Within the new multi-stage communications deep learning framework developed by researchers from the Machine Learning Center at Georgia Tech, a robot drone with a blocked view of a collapsed building, for example, can query its teammates until it finds one with relevant details to fill in the blanks.
“The current model is for all agents to be talking to all agents at the same time, a fully connected network, via high bandwidth connection, even when it’s not necessary. Our goal is to maximize accuracy of perception tasks, while minimizing bandwidth usage,” said Zsolt Kira, associate director of the Machine Learning Center and an assistant professor in the College of Computing.
For the specific perception task of classifying each pixel of an image, known as semantic segmentation, Kira says that the new framework has achieved this goal by improving accuracy by as much as 20 percent while using just a fourth of the bandwidth required by current state-of-the-art models.
“Rather than communicating all at once, in our model, each agent learns when, with whom, and what to communicate in order to complete an assigned perception task as efficiently as possible,” said Kira, who advises machine learning (ML) Ph.D. student Yen-Cheng Liu, lead researcher on the project.
The new approach limits the amount of communications needed by breaking down the process into three stages within the team’s deep learning framework.
In the request stage, the robot with the blocked view or with a degraded sensor sends an extremely small query to each of its teammates. In the matching stage, the other agents evaluate the query to see if they have relevant information to share with the initiator.
“We refer to this as a handshake mechanism to determine if communication is even needed in the first place and if it is, what information to transmit, and who to send it to,” said Kira.
During the connect stage the initiating robot integrates details provided to it from its teammates to fill the gaps in its own observations. The agent then uses this update to improve its estimates for the overall task.

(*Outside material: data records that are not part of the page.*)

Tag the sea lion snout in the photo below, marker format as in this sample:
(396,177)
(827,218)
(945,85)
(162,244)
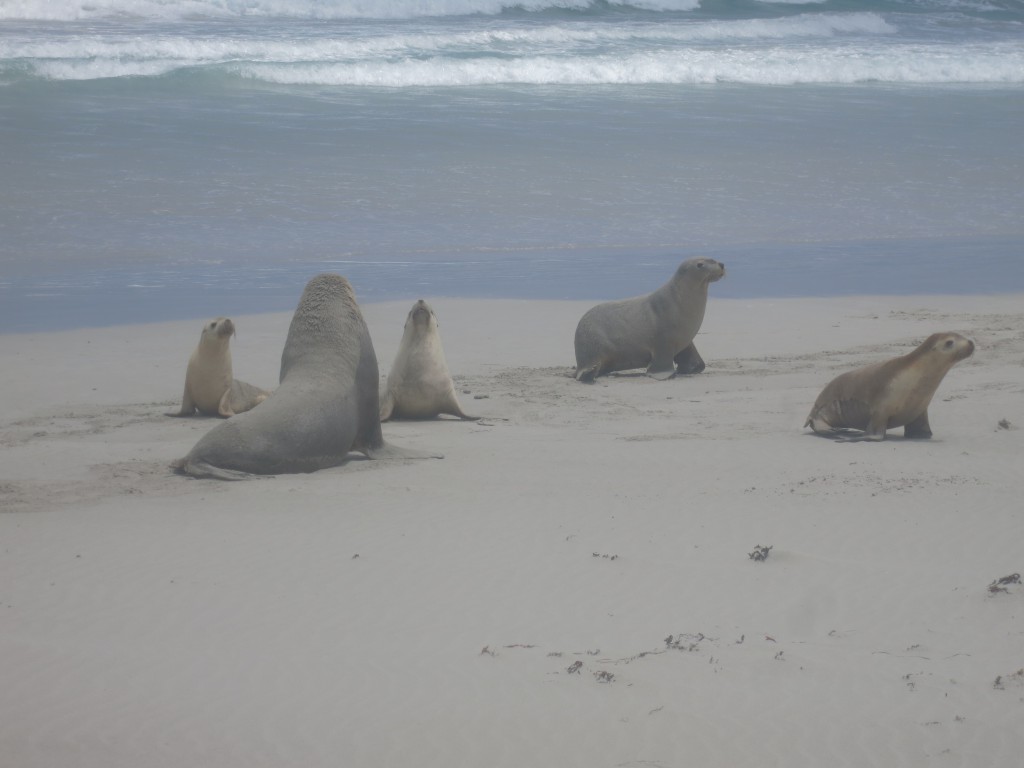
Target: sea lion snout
(224,327)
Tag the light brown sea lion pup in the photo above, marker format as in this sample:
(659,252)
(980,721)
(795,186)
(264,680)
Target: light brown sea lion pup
(210,388)
(890,394)
(419,385)
(654,331)
(326,407)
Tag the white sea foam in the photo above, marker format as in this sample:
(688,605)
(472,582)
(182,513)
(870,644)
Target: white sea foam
(563,39)
(908,65)
(179,9)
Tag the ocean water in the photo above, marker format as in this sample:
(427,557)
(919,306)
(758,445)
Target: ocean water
(166,159)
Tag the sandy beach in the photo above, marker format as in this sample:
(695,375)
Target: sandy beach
(570,586)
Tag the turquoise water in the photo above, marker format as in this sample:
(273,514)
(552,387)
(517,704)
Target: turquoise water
(174,160)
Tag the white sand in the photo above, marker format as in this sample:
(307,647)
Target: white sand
(427,613)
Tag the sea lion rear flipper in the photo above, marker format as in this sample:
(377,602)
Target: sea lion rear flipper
(204,469)
(386,452)
(919,428)
(689,361)
(187,404)
(587,374)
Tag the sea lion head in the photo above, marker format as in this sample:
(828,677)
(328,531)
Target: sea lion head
(421,317)
(219,329)
(948,347)
(701,269)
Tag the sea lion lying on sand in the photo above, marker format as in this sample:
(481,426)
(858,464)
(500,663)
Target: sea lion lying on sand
(419,385)
(653,331)
(326,407)
(210,388)
(890,394)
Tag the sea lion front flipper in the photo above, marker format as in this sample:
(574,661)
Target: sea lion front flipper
(242,396)
(387,407)
(662,366)
(224,407)
(452,408)
(919,429)
(689,361)
(387,452)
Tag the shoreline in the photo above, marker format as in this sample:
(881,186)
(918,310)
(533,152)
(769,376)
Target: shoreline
(433,613)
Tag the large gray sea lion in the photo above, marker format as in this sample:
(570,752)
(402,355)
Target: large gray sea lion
(326,407)
(890,394)
(419,385)
(654,331)
(210,386)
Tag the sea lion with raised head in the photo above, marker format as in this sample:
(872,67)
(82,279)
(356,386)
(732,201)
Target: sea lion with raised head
(210,387)
(326,407)
(890,394)
(654,331)
(419,385)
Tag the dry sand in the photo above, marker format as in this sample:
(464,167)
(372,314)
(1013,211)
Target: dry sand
(570,586)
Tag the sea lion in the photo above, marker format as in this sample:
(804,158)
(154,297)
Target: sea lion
(210,387)
(653,331)
(890,394)
(327,403)
(419,385)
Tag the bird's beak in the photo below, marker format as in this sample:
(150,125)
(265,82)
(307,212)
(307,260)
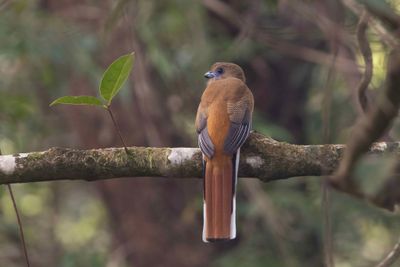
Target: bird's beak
(209,74)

For the study, the research team – which includes ML Ph.D. students Junjiao Tian, and Nathaniel Glaser – developed a training dataset within AirSim, an open-source simulator for drones, cars, and other autonomous or semiautonomous vehicles. The multi-view dataset, known as AirSim-MAP, is based on data gathered from a team of five virtual drones flying through a dynamic landscape. Data captured includes RGB image, depth maps, pose, and semantic segmentation masks for each agent.
“We’ll be releasing this dataset soon to allow other researchers to explore similar problems,” said Kira, director the Robotics Perception and Learning lab, where the study was completed.
The results of the team’s work are being presented virtually this week at the 2020 IEEE International Conference on Robotics and Automation in a paper titled Who2com: Collaborative Perception via Learnable Handshake Communications. The research is supported by a grant from the Office of Naval Research (N00014-18-1-2829.